Vielleicht war es vielsagend und wichtig, dass seine Familie doch noch gekommen war. Die ganzen Tage in Abu Dhabi hatte Lewis Hamilton erzählt, nein, niemand von seinen Angehörigen werde da sein - und dann tauchten sie kurz vor dem Start doch auf: Der Vater Anthony, die Stiefmutter Linda, Bruder Nicolas und Freundin Nicole Scherzinger zitterten in der Box mit, als der 29-jährige Brite sicher und souverän zu seinem zweiten WM-Titel fuhr.

Ein technisches Problem an seinem Mercedes hinderte seinen Rivalen Nico Rosberg daran, bis zum Ende wirklich kämpfen zu können. Dennoch, es gab keinen einzigen Experten im Fahrerlager, der Hamilton nicht für den verdienten Weltmeister hielt: "Elf zu fünf Siege, da braucht man eigentlich gar nicht mehr weiter zu reden", sagte RTL-Fachmann Christian Danner. Auch Rosberg gab zu: "Über das ganze Jahr gesehen hat Lewis den ein kleines bisschen besseren Job gemacht - in den Rennen hat bei mir gerade im letzten Teil der Saison immer wieder ein bisschen was gefehlt, auch wenn ich im Qualifying etwas stärker war."

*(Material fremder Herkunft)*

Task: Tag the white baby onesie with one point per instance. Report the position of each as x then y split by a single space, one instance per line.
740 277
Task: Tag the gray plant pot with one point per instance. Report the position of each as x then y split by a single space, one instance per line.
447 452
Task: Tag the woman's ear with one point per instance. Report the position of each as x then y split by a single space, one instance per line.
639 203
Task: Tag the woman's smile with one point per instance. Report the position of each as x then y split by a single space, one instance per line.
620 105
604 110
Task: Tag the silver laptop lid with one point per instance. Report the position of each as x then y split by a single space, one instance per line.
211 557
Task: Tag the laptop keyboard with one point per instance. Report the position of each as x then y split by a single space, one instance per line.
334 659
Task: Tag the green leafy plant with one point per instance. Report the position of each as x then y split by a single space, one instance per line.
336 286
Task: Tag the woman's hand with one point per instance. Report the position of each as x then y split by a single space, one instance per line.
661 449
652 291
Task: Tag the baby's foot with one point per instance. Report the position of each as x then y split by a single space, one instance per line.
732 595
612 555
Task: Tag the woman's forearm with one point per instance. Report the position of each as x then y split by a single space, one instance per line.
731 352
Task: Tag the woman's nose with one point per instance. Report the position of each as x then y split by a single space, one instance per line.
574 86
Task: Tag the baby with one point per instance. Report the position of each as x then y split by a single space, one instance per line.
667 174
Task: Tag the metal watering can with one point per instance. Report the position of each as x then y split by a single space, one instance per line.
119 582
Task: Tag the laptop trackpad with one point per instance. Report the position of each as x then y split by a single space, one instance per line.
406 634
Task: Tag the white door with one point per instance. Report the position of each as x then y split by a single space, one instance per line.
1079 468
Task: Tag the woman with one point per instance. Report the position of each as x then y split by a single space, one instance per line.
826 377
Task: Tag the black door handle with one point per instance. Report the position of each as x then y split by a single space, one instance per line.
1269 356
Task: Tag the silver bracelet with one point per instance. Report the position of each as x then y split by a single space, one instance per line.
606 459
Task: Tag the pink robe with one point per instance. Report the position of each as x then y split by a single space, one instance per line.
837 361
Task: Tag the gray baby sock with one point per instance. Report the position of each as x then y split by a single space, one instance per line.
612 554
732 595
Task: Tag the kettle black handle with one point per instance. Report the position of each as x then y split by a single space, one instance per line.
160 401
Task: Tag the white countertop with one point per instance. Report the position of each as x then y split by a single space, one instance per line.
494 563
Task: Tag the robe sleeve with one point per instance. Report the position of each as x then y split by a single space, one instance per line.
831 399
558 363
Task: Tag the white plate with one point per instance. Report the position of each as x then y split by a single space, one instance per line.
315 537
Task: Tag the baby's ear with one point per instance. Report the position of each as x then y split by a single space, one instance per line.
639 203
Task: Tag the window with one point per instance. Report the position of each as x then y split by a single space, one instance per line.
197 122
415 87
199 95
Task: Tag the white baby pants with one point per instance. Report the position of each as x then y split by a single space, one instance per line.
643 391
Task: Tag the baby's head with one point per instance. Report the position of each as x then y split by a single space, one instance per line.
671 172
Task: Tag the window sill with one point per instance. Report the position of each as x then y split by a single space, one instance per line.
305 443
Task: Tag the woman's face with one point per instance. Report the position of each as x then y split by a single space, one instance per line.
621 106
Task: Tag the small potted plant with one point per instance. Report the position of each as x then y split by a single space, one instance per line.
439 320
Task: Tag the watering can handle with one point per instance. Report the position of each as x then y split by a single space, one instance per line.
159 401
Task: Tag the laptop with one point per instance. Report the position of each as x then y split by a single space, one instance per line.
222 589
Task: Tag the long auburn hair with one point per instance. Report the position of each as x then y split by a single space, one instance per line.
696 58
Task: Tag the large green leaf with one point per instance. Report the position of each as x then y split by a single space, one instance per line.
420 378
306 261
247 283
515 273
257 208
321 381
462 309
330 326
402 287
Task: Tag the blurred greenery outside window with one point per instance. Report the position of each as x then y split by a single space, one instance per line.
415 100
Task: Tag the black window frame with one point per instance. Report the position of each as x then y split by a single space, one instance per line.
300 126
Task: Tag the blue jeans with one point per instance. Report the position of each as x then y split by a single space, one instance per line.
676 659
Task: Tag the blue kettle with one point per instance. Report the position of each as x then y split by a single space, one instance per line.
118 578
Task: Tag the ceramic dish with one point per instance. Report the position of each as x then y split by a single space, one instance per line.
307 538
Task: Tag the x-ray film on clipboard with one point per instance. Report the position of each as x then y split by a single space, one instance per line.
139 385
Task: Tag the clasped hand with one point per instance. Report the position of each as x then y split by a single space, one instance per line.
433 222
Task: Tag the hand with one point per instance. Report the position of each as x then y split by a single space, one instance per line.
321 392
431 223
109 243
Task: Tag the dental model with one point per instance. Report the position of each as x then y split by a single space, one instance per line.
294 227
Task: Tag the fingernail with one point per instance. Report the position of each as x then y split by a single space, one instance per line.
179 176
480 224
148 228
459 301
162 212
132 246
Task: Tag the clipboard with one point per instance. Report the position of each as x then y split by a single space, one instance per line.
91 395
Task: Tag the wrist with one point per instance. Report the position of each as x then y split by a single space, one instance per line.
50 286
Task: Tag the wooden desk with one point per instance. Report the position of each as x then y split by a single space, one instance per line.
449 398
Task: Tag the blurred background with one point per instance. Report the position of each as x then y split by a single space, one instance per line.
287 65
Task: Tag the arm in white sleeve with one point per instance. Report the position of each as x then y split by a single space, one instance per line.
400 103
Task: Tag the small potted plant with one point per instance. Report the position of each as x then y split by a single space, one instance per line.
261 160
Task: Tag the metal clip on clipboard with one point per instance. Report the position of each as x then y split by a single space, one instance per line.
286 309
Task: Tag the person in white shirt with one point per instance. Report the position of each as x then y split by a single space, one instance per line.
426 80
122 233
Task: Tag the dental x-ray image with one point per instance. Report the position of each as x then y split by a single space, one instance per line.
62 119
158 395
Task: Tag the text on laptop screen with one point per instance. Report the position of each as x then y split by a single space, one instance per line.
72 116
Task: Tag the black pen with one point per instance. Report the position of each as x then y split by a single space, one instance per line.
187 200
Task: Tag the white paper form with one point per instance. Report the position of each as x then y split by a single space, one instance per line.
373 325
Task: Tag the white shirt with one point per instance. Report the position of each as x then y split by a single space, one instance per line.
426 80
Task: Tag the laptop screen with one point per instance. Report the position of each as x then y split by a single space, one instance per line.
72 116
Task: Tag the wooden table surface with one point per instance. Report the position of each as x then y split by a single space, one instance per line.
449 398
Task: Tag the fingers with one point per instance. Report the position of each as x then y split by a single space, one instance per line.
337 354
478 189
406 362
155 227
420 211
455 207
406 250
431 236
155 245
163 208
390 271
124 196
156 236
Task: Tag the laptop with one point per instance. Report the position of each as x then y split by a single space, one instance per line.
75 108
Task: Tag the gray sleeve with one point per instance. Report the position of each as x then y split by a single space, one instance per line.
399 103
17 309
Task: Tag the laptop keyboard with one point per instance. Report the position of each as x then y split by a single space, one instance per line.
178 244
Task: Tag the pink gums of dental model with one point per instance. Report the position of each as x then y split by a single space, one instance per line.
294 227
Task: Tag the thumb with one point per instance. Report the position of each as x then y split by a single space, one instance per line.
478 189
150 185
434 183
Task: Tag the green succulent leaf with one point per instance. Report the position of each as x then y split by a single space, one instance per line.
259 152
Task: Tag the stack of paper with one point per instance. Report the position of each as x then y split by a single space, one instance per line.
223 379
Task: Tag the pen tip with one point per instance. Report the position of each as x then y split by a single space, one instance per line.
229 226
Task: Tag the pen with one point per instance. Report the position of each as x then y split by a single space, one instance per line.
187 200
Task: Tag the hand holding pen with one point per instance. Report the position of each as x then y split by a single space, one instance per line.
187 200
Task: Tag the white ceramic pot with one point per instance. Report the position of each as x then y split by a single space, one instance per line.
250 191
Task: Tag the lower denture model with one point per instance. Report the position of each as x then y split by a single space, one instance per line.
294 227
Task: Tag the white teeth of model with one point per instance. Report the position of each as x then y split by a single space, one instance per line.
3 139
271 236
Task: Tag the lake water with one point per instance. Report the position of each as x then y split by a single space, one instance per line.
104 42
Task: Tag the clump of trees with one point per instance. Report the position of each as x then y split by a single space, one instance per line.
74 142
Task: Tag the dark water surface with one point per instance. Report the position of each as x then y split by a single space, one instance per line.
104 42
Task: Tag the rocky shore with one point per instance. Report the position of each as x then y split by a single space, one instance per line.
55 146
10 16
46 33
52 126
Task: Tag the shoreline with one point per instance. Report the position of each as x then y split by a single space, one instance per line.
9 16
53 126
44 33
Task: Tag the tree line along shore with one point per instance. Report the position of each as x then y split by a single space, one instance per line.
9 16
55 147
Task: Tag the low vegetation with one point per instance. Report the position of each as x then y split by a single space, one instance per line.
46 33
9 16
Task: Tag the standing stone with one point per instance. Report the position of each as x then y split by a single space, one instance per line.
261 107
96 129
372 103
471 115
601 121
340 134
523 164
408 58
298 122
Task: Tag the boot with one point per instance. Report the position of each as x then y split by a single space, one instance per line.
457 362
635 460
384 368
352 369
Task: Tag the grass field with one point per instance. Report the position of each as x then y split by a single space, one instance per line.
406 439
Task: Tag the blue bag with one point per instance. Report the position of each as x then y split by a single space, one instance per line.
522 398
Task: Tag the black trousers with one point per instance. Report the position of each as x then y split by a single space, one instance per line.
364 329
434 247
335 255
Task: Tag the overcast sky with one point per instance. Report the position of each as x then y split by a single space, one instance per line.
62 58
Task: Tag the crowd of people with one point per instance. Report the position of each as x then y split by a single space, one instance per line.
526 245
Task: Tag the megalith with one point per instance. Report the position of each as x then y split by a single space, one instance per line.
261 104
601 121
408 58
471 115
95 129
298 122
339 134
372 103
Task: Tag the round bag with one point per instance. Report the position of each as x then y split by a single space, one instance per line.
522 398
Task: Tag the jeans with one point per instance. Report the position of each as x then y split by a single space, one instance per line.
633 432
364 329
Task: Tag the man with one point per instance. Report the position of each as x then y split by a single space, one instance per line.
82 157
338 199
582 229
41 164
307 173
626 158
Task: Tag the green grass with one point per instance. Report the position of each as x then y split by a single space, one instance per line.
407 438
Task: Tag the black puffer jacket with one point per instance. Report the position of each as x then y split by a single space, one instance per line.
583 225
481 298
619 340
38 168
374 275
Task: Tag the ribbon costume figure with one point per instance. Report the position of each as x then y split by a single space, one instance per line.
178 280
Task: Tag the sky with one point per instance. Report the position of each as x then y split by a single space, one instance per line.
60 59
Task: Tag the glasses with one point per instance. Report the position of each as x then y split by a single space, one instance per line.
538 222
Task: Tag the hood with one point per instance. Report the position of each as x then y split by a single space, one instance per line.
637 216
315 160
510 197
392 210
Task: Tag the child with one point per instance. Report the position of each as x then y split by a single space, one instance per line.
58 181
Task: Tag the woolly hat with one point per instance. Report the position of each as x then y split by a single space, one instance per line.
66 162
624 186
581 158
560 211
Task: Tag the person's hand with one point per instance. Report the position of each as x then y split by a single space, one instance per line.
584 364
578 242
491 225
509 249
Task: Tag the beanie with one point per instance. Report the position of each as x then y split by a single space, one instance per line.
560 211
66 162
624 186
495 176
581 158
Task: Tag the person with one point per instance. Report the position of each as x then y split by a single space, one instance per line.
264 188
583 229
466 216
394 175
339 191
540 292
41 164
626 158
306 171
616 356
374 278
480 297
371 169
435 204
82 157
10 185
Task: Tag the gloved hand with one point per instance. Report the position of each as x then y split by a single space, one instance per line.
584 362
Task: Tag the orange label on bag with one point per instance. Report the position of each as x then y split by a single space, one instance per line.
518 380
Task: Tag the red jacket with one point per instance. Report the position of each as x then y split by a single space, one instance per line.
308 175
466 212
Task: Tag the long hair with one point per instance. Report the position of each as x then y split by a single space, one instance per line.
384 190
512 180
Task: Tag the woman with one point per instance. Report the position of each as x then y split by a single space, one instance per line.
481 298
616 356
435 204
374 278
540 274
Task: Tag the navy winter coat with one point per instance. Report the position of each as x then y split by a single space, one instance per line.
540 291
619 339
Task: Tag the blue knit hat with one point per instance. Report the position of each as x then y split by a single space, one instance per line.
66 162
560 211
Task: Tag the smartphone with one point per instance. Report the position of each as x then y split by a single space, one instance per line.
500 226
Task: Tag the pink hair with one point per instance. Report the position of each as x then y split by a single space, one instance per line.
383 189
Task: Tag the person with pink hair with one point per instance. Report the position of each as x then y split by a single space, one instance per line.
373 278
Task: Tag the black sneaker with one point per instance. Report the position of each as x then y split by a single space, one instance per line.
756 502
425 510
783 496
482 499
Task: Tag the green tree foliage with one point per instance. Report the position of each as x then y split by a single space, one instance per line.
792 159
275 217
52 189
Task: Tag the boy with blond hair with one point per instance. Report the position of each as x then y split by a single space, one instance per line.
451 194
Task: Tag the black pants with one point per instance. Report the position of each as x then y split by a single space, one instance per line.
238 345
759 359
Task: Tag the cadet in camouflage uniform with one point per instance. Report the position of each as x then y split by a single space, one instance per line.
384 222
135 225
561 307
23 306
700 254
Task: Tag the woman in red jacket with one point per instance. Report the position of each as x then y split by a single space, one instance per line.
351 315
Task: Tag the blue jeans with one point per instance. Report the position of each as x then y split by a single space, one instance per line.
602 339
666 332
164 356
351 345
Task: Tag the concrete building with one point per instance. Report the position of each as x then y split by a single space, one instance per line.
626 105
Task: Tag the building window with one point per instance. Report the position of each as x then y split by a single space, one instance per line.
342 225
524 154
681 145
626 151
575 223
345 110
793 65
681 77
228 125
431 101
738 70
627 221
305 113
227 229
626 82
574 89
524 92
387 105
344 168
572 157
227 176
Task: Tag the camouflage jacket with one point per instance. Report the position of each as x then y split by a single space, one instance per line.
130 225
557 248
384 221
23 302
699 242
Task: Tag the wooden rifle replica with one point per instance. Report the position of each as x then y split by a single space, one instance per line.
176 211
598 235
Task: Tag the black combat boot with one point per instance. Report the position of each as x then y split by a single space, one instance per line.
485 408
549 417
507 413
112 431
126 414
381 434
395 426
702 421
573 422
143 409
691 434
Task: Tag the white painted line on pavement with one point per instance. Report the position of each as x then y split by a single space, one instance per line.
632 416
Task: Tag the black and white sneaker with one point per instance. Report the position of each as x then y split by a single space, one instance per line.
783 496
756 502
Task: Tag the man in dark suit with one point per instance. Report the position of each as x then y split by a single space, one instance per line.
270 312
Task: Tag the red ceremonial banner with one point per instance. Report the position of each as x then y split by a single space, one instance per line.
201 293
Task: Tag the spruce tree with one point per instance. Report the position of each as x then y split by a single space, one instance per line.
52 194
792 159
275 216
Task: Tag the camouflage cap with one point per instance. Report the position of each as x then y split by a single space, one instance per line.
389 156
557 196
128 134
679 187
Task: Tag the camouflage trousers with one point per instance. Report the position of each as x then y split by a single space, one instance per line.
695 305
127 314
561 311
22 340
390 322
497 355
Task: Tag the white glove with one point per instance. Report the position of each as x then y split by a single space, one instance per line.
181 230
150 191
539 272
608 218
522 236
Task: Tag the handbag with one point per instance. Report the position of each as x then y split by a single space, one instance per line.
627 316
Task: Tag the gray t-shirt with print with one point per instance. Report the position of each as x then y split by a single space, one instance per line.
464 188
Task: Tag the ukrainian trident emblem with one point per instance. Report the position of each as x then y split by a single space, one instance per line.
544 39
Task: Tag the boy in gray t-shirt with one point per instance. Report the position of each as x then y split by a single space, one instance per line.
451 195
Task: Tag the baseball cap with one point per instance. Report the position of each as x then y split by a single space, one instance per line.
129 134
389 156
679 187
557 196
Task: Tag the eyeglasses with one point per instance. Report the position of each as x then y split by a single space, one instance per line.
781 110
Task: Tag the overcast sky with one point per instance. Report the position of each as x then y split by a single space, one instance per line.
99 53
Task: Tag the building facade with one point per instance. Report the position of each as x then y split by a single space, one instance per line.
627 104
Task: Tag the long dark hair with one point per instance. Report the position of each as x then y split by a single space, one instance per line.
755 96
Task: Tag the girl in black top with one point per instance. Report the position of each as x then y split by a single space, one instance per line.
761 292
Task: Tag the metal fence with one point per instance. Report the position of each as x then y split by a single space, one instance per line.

Massive technische Probleme behinderten beide, die Zahl der Rennen war am Ende gleich - je dreimal ging bei einem der beiden etwas schief. Aber Hamilton bewies in diesem Jahr, dass der Vorwurf nicht mehr zutrifft, er würde in entscheidenden Situationen die Nerven verlieren und dann im Übereifer Chancen wegwerfen.

Speziell in Abu Dhabi versuchte Rosberg immer wieder, psychologischen Druck auf den Teamkollegen auszuüben, ihn in einen Fehler zu treiben - in dem Wissen, dass er es war, der alles zu verlieren hatte: Als es wirklich darauf ankam, war Hamilton souverän, ließ Rosberg schon am Start stehen und hätte den Titel wohl auch ohne dessen Probleme sicher ins Ziel gebracht.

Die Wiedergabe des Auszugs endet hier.